Not in fact any relation to the famous large Greek meal of the same name.

Wednesday 17 June 2009

Type Erasure, boost::mutex, And The617

The boost::mutex class is certainly not considered harmful. It’s jolly good, especially the way it, and its companion boost::condition, work properly on Win32. But it doesn’t half include a lot of header files to obtain all that jolly goodness.

Let’s get GCC to tell us what header files it includes. To do this, we need GCC’s dependency generation features, the ones normally used for generating Makefile fragments listing all the files a translation unit depends on.

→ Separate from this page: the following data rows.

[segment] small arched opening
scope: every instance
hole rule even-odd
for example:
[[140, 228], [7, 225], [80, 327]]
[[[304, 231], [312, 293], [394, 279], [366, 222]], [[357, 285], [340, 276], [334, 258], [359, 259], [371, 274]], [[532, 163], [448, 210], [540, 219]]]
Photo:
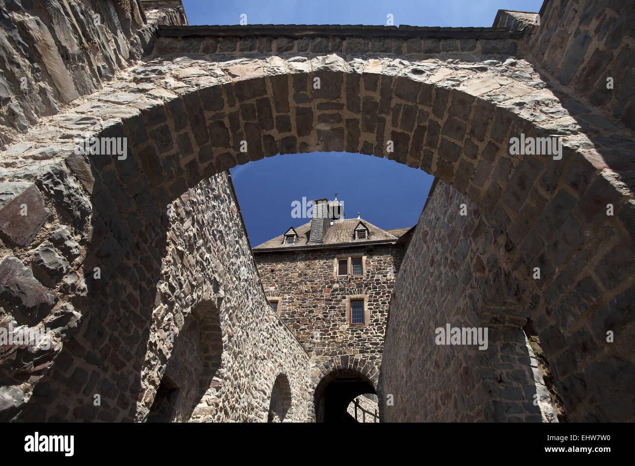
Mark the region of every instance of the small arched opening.
[[267, 417], [267, 422], [282, 422], [284, 420], [291, 408], [291, 386], [289, 379], [284, 374], [280, 374], [276, 378], [274, 387], [271, 390], [271, 401], [269, 403], [269, 413]]
[[177, 337], [148, 422], [189, 420], [220, 367], [222, 350], [218, 309], [210, 302], [202, 302], [186, 318]]
[[318, 422], [356, 422], [347, 412], [349, 405], [359, 395], [377, 395], [371, 382], [352, 369], [338, 369], [326, 375], [314, 395]]

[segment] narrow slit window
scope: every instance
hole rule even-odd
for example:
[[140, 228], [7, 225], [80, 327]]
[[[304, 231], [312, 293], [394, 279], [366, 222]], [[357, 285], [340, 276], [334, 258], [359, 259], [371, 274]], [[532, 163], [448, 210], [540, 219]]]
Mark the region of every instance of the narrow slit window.
[[364, 323], [364, 301], [351, 302], [351, 323]]
[[359, 276], [362, 275], [362, 266], [361, 259], [354, 259], [352, 260], [352, 275]]

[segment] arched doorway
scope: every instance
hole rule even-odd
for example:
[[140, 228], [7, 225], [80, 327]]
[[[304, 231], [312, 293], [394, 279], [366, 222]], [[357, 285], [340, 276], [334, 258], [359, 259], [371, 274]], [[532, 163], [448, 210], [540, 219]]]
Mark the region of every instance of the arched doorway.
[[361, 372], [338, 369], [324, 377], [314, 394], [318, 422], [356, 422], [347, 412], [349, 404], [359, 395], [377, 394], [371, 382]]

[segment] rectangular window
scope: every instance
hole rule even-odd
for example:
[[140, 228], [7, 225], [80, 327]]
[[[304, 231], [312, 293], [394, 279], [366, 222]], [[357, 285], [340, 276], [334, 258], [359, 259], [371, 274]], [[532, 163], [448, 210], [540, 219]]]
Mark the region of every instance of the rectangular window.
[[337, 275], [348, 275], [349, 259], [340, 259], [337, 261]]
[[364, 301], [351, 302], [351, 323], [364, 323]]
[[361, 259], [354, 259], [352, 262], [352, 275], [358, 276], [361, 275], [362, 275]]

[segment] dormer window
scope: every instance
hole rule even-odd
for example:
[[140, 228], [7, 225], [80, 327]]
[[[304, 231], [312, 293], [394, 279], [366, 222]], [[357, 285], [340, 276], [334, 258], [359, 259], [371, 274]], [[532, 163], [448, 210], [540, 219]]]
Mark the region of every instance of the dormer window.
[[364, 224], [363, 222], [358, 223], [355, 227], [355, 233], [353, 236], [356, 240], [368, 240], [368, 228]]
[[298, 242], [298, 233], [293, 227], [291, 227], [283, 236], [283, 244], [295, 244]]

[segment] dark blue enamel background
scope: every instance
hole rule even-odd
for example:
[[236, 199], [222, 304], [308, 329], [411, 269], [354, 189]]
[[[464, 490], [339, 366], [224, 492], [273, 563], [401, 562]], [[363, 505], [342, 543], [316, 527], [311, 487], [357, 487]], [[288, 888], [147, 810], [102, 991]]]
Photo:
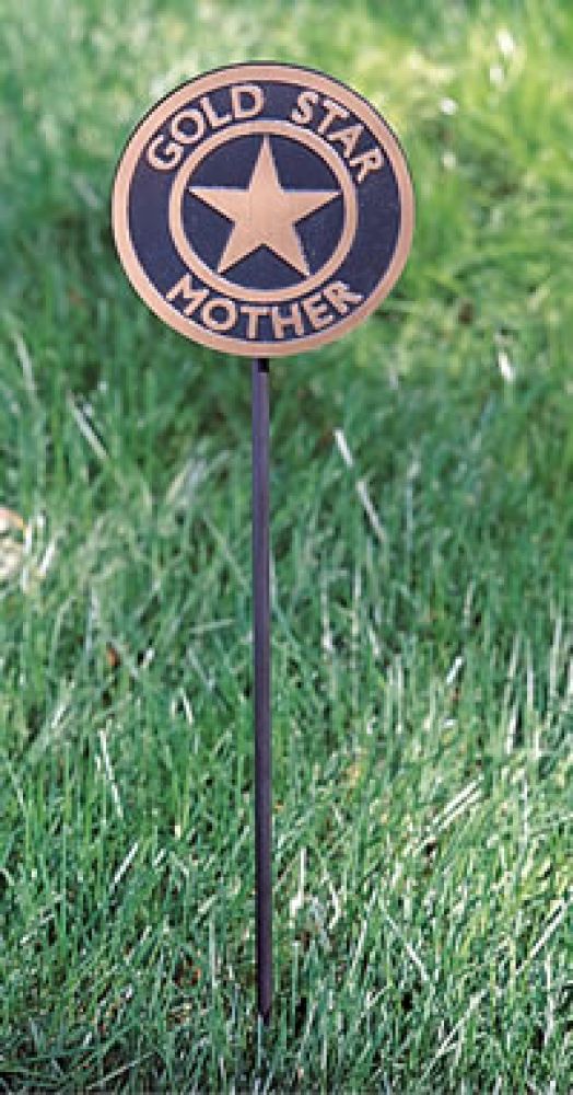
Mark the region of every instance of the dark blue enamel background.
[[[262, 77], [255, 79], [253, 72], [256, 76], [257, 66], [248, 66], [246, 81], [241, 79], [242, 68], [212, 74], [207, 107], [204, 84], [200, 83], [194, 93], [194, 81], [187, 89], [167, 96], [144, 119], [141, 132], [136, 130], [131, 143], [139, 138], [137, 154], [130, 152], [128, 145], [125, 159], [128, 160], [130, 152], [131, 162], [124, 178], [121, 164], [118, 170], [116, 191], [121, 195], [122, 208], [116, 214], [114, 230], [128, 275], [167, 323], [207, 345], [222, 348], [229, 343], [232, 351], [255, 354], [264, 349], [272, 356], [286, 353], [286, 344], [292, 344], [295, 351], [297, 344], [318, 345], [337, 337], [338, 327], [343, 333], [353, 325], [353, 320], [359, 322], [386, 296], [406, 261], [412, 196], [406, 163], [394, 135], [363, 100], [329, 78], [305, 70], [285, 67], [288, 79], [281, 80], [281, 66], [261, 66]], [[272, 79], [269, 69], [273, 70]], [[217, 77], [221, 87], [217, 85]], [[317, 81], [316, 90], [313, 80]], [[327, 81], [328, 96], [323, 87]], [[230, 89], [244, 85], [256, 85], [264, 102], [253, 117], [253, 131], [241, 113], [233, 116], [230, 106]], [[301, 116], [297, 106], [301, 94], [315, 99], [306, 102], [307, 106], [311, 102], [306, 124], [293, 126], [293, 112], [294, 117]], [[248, 107], [248, 102], [245, 93], [243, 106], [246, 103]], [[155, 113], [157, 124], [153, 125]], [[200, 134], [199, 116], [204, 128]], [[213, 119], [215, 125], [211, 124]], [[266, 123], [269, 123], [268, 136]], [[288, 131], [272, 123], [289, 123]], [[190, 128], [186, 129], [186, 125]], [[342, 130], [347, 131], [346, 137], [337, 140]], [[308, 131], [312, 140], [305, 141], [303, 137]], [[220, 139], [213, 141], [213, 135]], [[292, 224], [308, 274], [294, 268], [272, 243], [262, 242], [219, 276], [218, 267], [235, 221], [191, 193], [191, 188], [202, 188], [203, 193], [207, 188], [248, 192], [264, 142], [270, 147], [281, 191], [288, 196], [299, 192], [334, 194], [328, 204]], [[156, 150], [160, 168], [150, 162], [150, 147]], [[374, 155], [376, 149], [381, 166], [361, 165], [361, 158]], [[187, 177], [190, 158], [194, 158], [192, 172]], [[163, 163], [165, 170], [161, 170]], [[186, 176], [180, 194], [176, 192], [186, 247], [177, 245], [169, 223], [169, 203], [179, 172], [182, 178]], [[348, 193], [344, 192], [344, 197], [340, 184], [344, 173], [355, 195], [358, 214], [349, 246], [346, 242], [341, 245], [349, 210]], [[253, 216], [256, 217], [256, 210]], [[336, 270], [330, 267], [323, 283], [321, 270], [337, 254], [337, 247], [341, 251]], [[124, 255], [126, 251], [129, 262]], [[206, 267], [212, 272], [212, 278], [206, 275]], [[186, 277], [188, 280], [182, 281]], [[387, 288], [385, 279], [390, 283]], [[328, 292], [320, 297], [332, 284], [348, 288], [344, 304], [332, 307]], [[175, 291], [177, 286], [180, 289]], [[191, 299], [191, 292], [200, 295], [200, 299]], [[305, 303], [308, 297], [311, 303]], [[258, 308], [256, 320], [249, 318], [254, 301]], [[285, 316], [291, 318], [290, 325], [282, 323]]]

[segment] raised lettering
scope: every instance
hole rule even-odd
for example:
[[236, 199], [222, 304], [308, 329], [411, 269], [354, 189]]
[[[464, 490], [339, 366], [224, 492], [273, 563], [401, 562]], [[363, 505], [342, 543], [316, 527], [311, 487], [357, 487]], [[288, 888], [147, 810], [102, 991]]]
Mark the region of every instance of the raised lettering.
[[247, 316], [247, 338], [258, 338], [259, 320], [269, 314], [268, 308], [260, 308], [258, 304], [242, 304], [241, 313]]
[[323, 100], [323, 106], [326, 114], [318, 126], [319, 134], [326, 134], [326, 130], [332, 124], [335, 118], [348, 118], [348, 111], [346, 111], [343, 106], [339, 106], [338, 103], [332, 102], [331, 99]]
[[204, 111], [204, 116], [209, 125], [213, 129], [220, 129], [221, 126], [226, 126], [229, 125], [230, 122], [233, 120], [230, 114], [217, 113], [213, 104], [211, 103], [211, 100], [209, 99], [209, 95], [203, 95], [202, 99], [199, 100], [199, 102], [201, 104], [202, 110]]
[[327, 327], [329, 323], [332, 323], [335, 316], [328, 311], [328, 304], [325, 304], [319, 292], [315, 292], [312, 297], [306, 297], [301, 303], [308, 316], [311, 326], [315, 331], [319, 331], [320, 327]]
[[316, 91], [301, 91], [296, 106], [291, 114], [291, 120], [296, 122], [299, 126], [307, 126], [313, 120], [313, 107], [316, 106], [317, 102]]
[[[189, 132], [188, 129], [182, 129], [183, 122], [190, 122], [195, 126], [194, 131]], [[201, 139], [203, 134], [204, 118], [201, 112], [197, 111], [195, 107], [179, 111], [179, 113], [172, 118], [171, 135], [182, 145], [197, 145], [197, 141]]]
[[351, 304], [360, 304], [364, 299], [361, 292], [351, 292], [344, 281], [331, 281], [330, 285], [325, 285], [323, 292], [340, 315], [347, 315]]

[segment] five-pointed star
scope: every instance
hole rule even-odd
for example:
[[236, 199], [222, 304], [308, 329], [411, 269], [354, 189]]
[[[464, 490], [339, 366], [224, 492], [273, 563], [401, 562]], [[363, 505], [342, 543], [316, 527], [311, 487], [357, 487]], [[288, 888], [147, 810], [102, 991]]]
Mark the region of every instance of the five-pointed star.
[[246, 191], [226, 186], [190, 186], [189, 191], [233, 221], [231, 235], [217, 267], [219, 274], [265, 246], [305, 276], [311, 269], [294, 226], [340, 193], [284, 191], [268, 137], [262, 139]]

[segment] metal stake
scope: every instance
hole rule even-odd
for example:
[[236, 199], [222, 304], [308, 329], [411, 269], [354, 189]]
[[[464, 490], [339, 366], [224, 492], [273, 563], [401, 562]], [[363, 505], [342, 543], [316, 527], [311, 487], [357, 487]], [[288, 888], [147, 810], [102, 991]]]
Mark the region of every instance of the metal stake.
[[253, 360], [253, 614], [257, 1000], [272, 1004], [272, 820], [269, 580], [269, 362]]

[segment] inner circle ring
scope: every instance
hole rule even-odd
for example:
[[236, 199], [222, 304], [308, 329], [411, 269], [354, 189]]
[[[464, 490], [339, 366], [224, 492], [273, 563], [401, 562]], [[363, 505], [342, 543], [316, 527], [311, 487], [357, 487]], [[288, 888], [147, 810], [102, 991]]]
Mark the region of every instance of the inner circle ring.
[[[209, 266], [206, 265], [206, 263], [203, 263], [197, 252], [194, 251], [183, 227], [183, 197], [185, 187], [187, 186], [194, 171], [210, 152], [214, 151], [214, 149], [219, 148], [221, 145], [226, 145], [235, 138], [252, 137], [253, 134], [288, 137], [291, 140], [299, 141], [301, 145], [305, 145], [327, 163], [332, 171], [332, 174], [340, 183], [342, 192], [344, 203], [344, 221], [342, 233], [330, 258], [324, 263], [320, 269], [313, 274], [312, 277], [306, 278], [296, 286], [289, 286], [285, 289], [270, 290], [247, 289], [246, 287], [241, 288], [237, 287], [235, 283], [229, 281], [226, 278], [215, 274], [209, 268]], [[186, 265], [195, 274], [201, 277], [202, 280], [206, 281], [206, 284], [212, 289], [217, 289], [219, 292], [227, 297], [232, 297], [235, 300], [244, 300], [246, 296], [248, 296], [249, 300], [258, 302], [271, 300], [292, 300], [295, 297], [300, 297], [301, 292], [311, 292], [338, 270], [352, 246], [356, 226], [358, 207], [354, 184], [339, 155], [337, 155], [335, 150], [327, 145], [326, 141], [318, 137], [317, 134], [313, 132], [313, 130], [301, 129], [300, 126], [292, 125], [290, 122], [248, 122], [233, 126], [231, 130], [226, 129], [221, 132], [213, 134], [212, 137], [203, 141], [199, 148], [197, 148], [195, 152], [187, 158], [183, 166], [179, 169], [169, 197], [169, 232], [184, 263], [186, 263]]]

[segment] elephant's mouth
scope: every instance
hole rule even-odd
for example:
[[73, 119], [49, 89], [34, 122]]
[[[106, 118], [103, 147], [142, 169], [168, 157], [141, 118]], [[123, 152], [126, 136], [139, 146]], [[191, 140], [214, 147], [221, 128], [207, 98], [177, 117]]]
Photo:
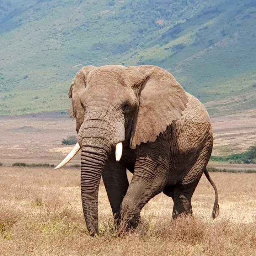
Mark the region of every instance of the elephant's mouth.
[[[81, 149], [81, 146], [78, 142], [69, 153], [66, 156], [60, 163], [54, 169], [59, 169], [65, 165], [77, 154]], [[123, 153], [123, 143], [119, 142], [116, 145], [116, 160], [119, 162], [122, 157]]]

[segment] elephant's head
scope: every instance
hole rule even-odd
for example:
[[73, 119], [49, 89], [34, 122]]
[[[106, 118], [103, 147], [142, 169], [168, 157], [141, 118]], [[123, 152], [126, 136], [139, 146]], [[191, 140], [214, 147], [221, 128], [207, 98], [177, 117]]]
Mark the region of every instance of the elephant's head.
[[153, 142], [186, 107], [186, 93], [174, 78], [154, 66], [86, 66], [69, 92], [78, 143], [56, 169], [81, 149], [81, 193], [87, 228], [97, 231], [97, 197], [102, 171], [114, 154]]

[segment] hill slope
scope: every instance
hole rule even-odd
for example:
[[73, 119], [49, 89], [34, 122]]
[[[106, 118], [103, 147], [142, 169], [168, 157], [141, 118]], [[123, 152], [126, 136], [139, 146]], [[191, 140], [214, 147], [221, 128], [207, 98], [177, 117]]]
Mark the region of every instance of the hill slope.
[[66, 110], [110, 63], [166, 69], [212, 115], [256, 107], [256, 2], [212, 2], [0, 0], [0, 114]]

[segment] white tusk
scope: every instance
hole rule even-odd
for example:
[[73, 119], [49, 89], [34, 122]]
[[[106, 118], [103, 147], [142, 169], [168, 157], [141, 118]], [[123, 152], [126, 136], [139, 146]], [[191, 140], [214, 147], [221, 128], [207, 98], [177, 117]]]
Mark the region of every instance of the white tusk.
[[116, 160], [119, 162], [122, 157], [123, 153], [123, 144], [119, 142], [116, 145]]
[[69, 153], [69, 154], [54, 168], [54, 170], [59, 169], [67, 164], [76, 154], [80, 148], [80, 145], [78, 143], [77, 143], [73, 149]]

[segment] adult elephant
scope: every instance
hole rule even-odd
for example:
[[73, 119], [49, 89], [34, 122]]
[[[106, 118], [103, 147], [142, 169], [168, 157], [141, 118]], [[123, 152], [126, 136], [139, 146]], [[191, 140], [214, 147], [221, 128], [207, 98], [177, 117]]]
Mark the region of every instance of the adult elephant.
[[[81, 149], [81, 190], [89, 232], [98, 233], [102, 176], [116, 219], [135, 227], [149, 200], [162, 191], [174, 201], [172, 216], [192, 213], [191, 197], [213, 146], [209, 116], [174, 76], [152, 65], [87, 66], [76, 74], [69, 96], [78, 143], [55, 169]], [[129, 185], [128, 169], [133, 174]]]

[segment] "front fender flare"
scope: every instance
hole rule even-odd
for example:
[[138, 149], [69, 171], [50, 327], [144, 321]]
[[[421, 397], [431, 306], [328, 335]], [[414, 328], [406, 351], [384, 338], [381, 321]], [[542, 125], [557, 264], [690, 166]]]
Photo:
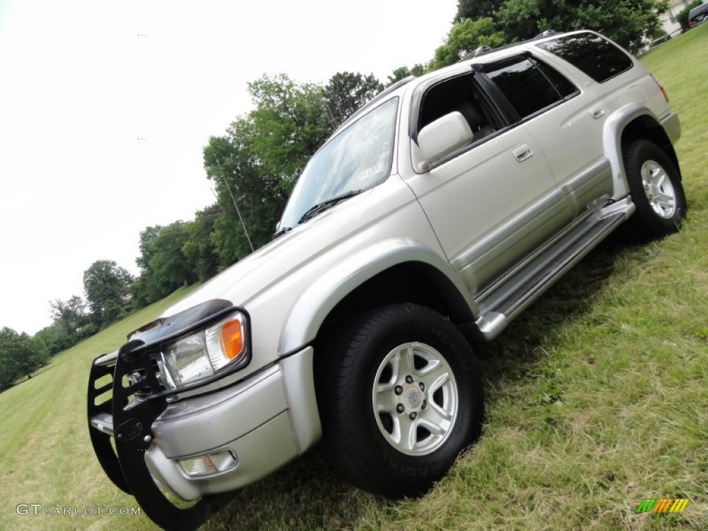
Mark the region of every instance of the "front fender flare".
[[624, 128], [641, 116], [647, 116], [657, 125], [659, 121], [649, 108], [639, 103], [630, 103], [612, 113], [603, 129], [603, 147], [612, 171], [613, 198], [621, 199], [629, 194], [629, 185], [624, 173], [622, 157], [622, 135]]
[[357, 287], [389, 268], [418, 262], [445, 275], [469, 307], [470, 321], [479, 314], [452, 266], [433, 249], [410, 238], [392, 238], [363, 249], [314, 280], [292, 305], [280, 335], [278, 352], [285, 355], [312, 341], [327, 315]]

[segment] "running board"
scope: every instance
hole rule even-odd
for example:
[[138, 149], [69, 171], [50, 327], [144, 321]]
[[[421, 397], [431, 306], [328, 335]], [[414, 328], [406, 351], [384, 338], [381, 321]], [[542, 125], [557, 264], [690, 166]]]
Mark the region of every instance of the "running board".
[[627, 199], [588, 217], [476, 300], [477, 339], [489, 341], [634, 212]]

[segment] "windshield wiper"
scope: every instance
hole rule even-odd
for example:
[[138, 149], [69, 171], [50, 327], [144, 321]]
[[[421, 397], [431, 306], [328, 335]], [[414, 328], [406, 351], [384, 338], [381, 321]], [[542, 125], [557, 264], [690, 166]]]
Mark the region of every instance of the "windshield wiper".
[[300, 219], [297, 220], [297, 224], [299, 224], [300, 223], [303, 223], [309, 219], [311, 217], [316, 216], [320, 212], [324, 212], [328, 208], [333, 207], [340, 201], [343, 201], [345, 199], [349, 199], [349, 198], [353, 198], [355, 195], [358, 195], [363, 191], [363, 190], [352, 190], [349, 192], [340, 194], [339, 195], [335, 195], [333, 198], [328, 199], [326, 201], [319, 202], [316, 205], [308, 208], [305, 213], [300, 217]]
[[280, 230], [275, 232], [275, 234], [273, 235], [273, 239], [275, 239], [279, 236], [282, 236], [286, 232], [290, 232], [291, 230], [292, 230], [292, 227], [284, 227], [282, 229], [280, 229]]

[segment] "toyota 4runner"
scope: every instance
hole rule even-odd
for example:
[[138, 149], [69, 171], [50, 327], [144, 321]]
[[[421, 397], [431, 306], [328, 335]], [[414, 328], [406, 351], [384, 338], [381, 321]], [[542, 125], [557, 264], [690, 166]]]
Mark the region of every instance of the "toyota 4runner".
[[471, 345], [625, 222], [678, 229], [680, 133], [588, 31], [396, 84], [312, 157], [273, 241], [93, 361], [105, 473], [169, 527], [321, 440], [354, 484], [425, 492], [481, 431]]

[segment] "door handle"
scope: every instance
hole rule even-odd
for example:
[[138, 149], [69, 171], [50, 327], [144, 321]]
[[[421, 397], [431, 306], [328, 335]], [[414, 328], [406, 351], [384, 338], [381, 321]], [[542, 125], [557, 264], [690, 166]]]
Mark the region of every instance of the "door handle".
[[519, 162], [523, 162], [525, 160], [533, 155], [533, 152], [531, 151], [530, 147], [525, 144], [521, 147], [518, 147], [514, 149], [514, 151], [511, 152], [511, 154]]
[[599, 118], [603, 114], [605, 114], [605, 109], [602, 107], [596, 107], [594, 109], [590, 110], [590, 115], [595, 119]]

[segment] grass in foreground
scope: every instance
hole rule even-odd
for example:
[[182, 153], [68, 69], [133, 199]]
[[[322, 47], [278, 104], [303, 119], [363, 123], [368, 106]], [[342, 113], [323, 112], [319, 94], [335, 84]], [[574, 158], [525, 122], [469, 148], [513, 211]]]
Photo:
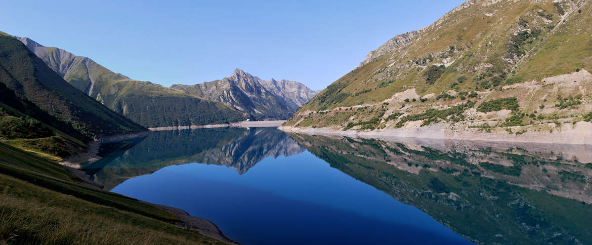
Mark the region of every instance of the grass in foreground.
[[0, 143], [0, 244], [223, 244], [172, 214], [84, 187], [61, 166]]

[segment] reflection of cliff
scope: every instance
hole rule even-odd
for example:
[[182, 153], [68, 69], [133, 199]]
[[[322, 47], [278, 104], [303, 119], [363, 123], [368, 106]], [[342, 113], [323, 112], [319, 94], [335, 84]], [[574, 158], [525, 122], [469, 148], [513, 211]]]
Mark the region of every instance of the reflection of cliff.
[[476, 243], [592, 244], [592, 167], [573, 158], [579, 146], [290, 136]]
[[135, 146], [94, 163], [85, 171], [110, 190], [127, 179], [173, 165], [224, 165], [242, 174], [268, 156], [288, 156], [304, 150], [276, 128], [166, 131], [150, 134]]
[[304, 151], [277, 129], [253, 129], [237, 139], [191, 158], [192, 162], [224, 165], [242, 175], [267, 157], [289, 156]]

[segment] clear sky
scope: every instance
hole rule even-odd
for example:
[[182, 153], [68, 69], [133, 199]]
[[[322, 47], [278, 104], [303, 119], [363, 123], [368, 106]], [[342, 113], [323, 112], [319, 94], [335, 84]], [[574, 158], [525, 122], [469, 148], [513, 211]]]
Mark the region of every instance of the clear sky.
[[192, 85], [238, 67], [318, 89], [464, 0], [1, 2], [0, 31], [134, 79]]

$ echo "#include <boost/thread/mutex.hpp>" \
      | g++ -xc++ -E - -MP -M | grep ^/usr | sort
...long list...
OK, that’s indeed quite a lot of headers. How many exactly? (using GCC 4.3.3, amd64-linux, Boost 1.39.0)
$ echo "#include <boost/thread/mutex.hpp>" \
      | g++ -xc++ -E - -MP -M | grep ^/usr | sort | wc -l
618
Yes, a source file that includes nothing but <boost/thread/mutex.hpp> has actually also read six hundred and seventeen other headers by the time it’s done.

Now I’d hate to be one of those bloggers who does nothing but sit around and grouse about the people who are actually doing useful work. But I humbly submit that having to include 618 C++ headers just to get hold of a mutex class, is, in an objective sense, rather a lot.

Really what’s wanted is one of the “complete insulation” or type-erasure techniques from Lakos section 6.4, so that instead of the situation on the left — where every file in the project which needs a mutex, includes the Boost header and its 617 dependencies — we get the situation on the right, where only the encapsulating file needs to know the details, and everyone else can just include the simple leaf header my_mutex.h.

The problem is, every encapsulation technique discussed by Lakos has an inevitable cost in efficiency. Whichever way you slice it — whether you use a mutex protocol class plus a factory, or whether you use the handle/body or pimpl pattern — you tend to end up needing to call new and delete, not just every time you create or destroy a mutex, but every time you create or destroy a mutex scoped-lock object. Especially for rarely-contended locks, that overhead can easily swamp the actual implementation time.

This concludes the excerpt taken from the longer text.